The cytotoxic activity of lymphokine-activated killer (LAK) cells against enriched cultures of oligodendrocytes (OL) was investigated in multiple sclerosis (MS) and controls. Human LAK cells, derived from macrophage-depleted peripheral blood mononuclear cells (PBMC) and incubated with recombinant human interleukin-2 (IL-2) (20-80 U/ml), mediated high levels of cytotoxicity against Raji cells but low levels of cytotoxicity against primary cultures of bovine OL. Cytotoxicity was not enhanced by incubation with a high level of IL-2 (500 U/ml). No statistically significant differences in LAK cell activity against bovine OL were observed among the study groups. Enriched adherent LAK (A-LAK) cells mediated greater levels of cytotoxicity against both bovine OL and tumor cell lines than unfractionated LAK cells. Flow cytometric analysis indicated that A-LAK effector cells were CD4-, CD8+, and CD16+. Furthermore, A-LAK cells mediated lysis of OL derived from several different animal species. Our results suggest that LAK and A-LAK cells can mediate cytolysis of OL in culture similar to that observed with a number of different tumor cell lines. However, no significant difference in cytolysis was identified between MS and control groups in this study.

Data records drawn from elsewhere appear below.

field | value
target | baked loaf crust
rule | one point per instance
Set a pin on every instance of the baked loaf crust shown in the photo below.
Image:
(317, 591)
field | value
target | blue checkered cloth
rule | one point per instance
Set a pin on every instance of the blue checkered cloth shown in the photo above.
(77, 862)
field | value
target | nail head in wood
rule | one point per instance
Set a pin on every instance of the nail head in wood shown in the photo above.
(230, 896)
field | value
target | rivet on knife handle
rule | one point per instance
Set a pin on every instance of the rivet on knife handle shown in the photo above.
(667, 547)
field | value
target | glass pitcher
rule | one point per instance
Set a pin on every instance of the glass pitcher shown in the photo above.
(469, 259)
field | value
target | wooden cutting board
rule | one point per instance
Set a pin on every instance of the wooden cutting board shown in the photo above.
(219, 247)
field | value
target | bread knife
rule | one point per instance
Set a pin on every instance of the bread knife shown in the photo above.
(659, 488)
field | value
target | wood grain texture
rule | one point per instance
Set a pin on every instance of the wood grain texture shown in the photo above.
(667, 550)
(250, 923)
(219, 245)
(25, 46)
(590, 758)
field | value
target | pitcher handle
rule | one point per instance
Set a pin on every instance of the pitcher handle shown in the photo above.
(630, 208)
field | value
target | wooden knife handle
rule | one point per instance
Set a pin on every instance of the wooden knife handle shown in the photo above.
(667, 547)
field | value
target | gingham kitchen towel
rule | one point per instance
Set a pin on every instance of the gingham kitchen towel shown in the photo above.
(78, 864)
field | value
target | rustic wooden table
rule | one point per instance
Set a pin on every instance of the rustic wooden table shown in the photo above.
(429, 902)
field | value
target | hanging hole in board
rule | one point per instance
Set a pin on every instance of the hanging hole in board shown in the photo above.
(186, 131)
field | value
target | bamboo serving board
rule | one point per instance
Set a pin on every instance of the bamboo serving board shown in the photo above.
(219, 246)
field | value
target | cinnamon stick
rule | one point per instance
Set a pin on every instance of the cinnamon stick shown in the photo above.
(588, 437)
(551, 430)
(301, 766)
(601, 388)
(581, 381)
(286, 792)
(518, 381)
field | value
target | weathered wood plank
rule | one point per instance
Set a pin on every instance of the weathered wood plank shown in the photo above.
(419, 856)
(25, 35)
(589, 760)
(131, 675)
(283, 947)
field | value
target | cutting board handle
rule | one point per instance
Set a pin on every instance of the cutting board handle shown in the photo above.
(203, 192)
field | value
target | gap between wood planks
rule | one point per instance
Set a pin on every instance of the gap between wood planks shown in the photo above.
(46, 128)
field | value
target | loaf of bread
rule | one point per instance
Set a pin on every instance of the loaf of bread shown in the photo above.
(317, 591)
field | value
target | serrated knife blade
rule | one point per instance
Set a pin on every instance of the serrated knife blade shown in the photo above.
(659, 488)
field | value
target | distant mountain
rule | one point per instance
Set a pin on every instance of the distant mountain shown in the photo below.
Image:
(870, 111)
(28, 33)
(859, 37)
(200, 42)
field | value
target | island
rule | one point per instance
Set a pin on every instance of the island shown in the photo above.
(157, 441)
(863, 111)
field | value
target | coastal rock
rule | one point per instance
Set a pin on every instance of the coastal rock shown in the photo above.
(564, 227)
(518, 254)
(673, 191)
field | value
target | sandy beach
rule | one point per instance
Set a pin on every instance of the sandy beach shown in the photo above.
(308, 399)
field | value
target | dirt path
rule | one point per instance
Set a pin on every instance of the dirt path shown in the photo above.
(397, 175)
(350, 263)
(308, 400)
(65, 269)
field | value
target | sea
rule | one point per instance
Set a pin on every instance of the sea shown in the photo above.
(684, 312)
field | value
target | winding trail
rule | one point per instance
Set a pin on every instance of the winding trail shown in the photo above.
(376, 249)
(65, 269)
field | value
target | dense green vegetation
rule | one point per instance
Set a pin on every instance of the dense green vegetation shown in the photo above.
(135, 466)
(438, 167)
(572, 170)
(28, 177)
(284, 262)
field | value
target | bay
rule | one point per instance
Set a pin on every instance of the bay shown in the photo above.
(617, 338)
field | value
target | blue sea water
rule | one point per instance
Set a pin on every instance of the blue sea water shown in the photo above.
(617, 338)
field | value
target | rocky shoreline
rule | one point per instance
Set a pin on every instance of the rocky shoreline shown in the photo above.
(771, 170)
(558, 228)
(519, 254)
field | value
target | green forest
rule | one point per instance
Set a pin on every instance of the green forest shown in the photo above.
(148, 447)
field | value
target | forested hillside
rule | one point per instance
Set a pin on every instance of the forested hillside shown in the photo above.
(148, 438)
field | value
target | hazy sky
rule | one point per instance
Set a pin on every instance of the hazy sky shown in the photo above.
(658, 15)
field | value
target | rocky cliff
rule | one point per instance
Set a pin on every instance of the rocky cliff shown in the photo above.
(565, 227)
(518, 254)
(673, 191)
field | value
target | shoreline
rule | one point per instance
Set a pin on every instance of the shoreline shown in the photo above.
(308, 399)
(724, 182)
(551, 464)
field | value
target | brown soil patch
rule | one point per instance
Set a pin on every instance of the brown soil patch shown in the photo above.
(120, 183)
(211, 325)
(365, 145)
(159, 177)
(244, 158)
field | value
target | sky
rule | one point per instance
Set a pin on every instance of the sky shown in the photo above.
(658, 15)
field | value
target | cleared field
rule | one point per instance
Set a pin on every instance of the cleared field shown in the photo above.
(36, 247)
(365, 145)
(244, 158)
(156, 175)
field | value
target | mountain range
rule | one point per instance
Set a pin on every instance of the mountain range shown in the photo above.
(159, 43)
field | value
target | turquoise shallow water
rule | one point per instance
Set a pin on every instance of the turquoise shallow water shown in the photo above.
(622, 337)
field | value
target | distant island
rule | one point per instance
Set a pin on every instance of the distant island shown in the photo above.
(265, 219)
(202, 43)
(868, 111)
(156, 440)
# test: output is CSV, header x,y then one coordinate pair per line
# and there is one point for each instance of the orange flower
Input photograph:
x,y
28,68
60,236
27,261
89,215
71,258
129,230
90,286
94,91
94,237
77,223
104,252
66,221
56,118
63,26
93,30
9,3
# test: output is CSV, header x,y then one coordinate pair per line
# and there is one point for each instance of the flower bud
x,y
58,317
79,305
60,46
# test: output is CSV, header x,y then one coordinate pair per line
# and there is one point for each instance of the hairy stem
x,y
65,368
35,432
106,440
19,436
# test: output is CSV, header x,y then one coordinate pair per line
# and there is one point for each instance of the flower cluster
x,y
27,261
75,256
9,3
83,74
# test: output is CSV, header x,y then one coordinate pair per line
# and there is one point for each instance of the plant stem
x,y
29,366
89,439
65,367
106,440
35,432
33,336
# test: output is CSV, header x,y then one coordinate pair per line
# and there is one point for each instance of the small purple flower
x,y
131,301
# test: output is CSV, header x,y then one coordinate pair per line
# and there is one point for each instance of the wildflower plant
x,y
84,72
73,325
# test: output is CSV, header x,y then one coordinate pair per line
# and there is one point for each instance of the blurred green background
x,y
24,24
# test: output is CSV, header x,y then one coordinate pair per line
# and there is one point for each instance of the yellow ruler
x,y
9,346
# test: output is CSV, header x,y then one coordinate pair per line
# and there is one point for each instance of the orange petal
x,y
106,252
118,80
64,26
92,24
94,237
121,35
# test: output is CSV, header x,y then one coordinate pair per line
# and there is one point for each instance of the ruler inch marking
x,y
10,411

Cytolysis of oligodendrocytes is mediated by killer (K) cells but not by natural killer (NK) cells

The cytotoxic activity of killer (K) cells against enriched cultures of bovine oligodendrocytes (BOL) was investigated in multiple sclerosis (MS) and controls. Human K cells mediated cytotoxicity to primary cultures of BOL in the presence of anti-BOL antiserum in all study groups, while BOL were resistant to human natural killer (NK) cells. Cytotoxic activity was significantly reduced in MS when compared to age-matched normal controls but not when compared to other neurologic disease (OND) patients. K cell-mediated lysis of BOL could also be induced with anti-galactocerebroside antibody but not with other antibodies including those specific for OL antigens (myelin basic protein, proteolipid apoprotein, and 2',3'-cyclic nucleotide 3'-phosphodiesterase). Enrichment of the effector population indicated that antibody-dependent cell-mediated cytotoxicity (ADCC) to BOL was mediated by large granular lymphocytes, and the effector population was further characterized by flow cytometry. The effector cells mediating ADCC could be inhibited by protein A of Staphylococcus aureus, and by K562 cells in cold competition assay. These observations indicate that oligodendrocytes are resistant to NK cells but are susceptible to cytolysis mediated by K cells. This may represent a potentially important immune mechanism in the pathogenesis of MS.